TECHNICAL FIELDThis disclosure relates to document redaction in a web-based data analysis and document review system.
BACKGROUNDWith the ever-increasing amount of electronic data held by individuals and corporations, the access and analysis of that data has increased the time and budget associated, for example, with litigation and compliance (e.g., Sarbanes-Oxley). These burdens are compounded by the recently amended U.S. Federal Rules of Civil Procedure that mandate production of Electronically Stored Information (“ESI”) and early “meet and confers” to discuss ESI. The legal and business community is therefore faced with additional pressure to manage risk and strategically manage their ESI.

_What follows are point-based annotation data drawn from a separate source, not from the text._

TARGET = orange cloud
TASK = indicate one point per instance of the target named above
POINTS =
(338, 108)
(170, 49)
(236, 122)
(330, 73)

To manage ESI, many have turned to electronic data mining, document review, and document management applications. These applications usually involve (1) a server that houses the ESI for review and access and (2) user terminals that are adapted to review, edit and search the ESI. The server and user terminals interface with each other via a network such as the Internet, an intranet, a LAN and/or WAN. The server usually is coupled to a large data store because the amount of electronic data reviewed/produced in a litigation or generated by a corporation in its ordinary course can easily reach the terabyte (“TB”) range. Often, in order to protect confidential or privileged information, it is desirable or necessary to redact portions of documents prior to producing the documents to a third party.
SUMMARYVarious aspects of the invention are recited in the claims.
For example, in one aspect, a web-based data analysis and document review system is operable to provide a graphical user interface that allows a user to make and save redactions within a selected document set, apply the redactions to other document sets, clear redactions on a particular page of a document, and clear all redactions within the document.
In some implementations, redactions can be made to multiple document sets substantially simultaneously. A dialog box can be displayed to allow the user to select the document sets to which the redactions are to be applied, and multiple different redacted versions of a document can be saved to different document sets.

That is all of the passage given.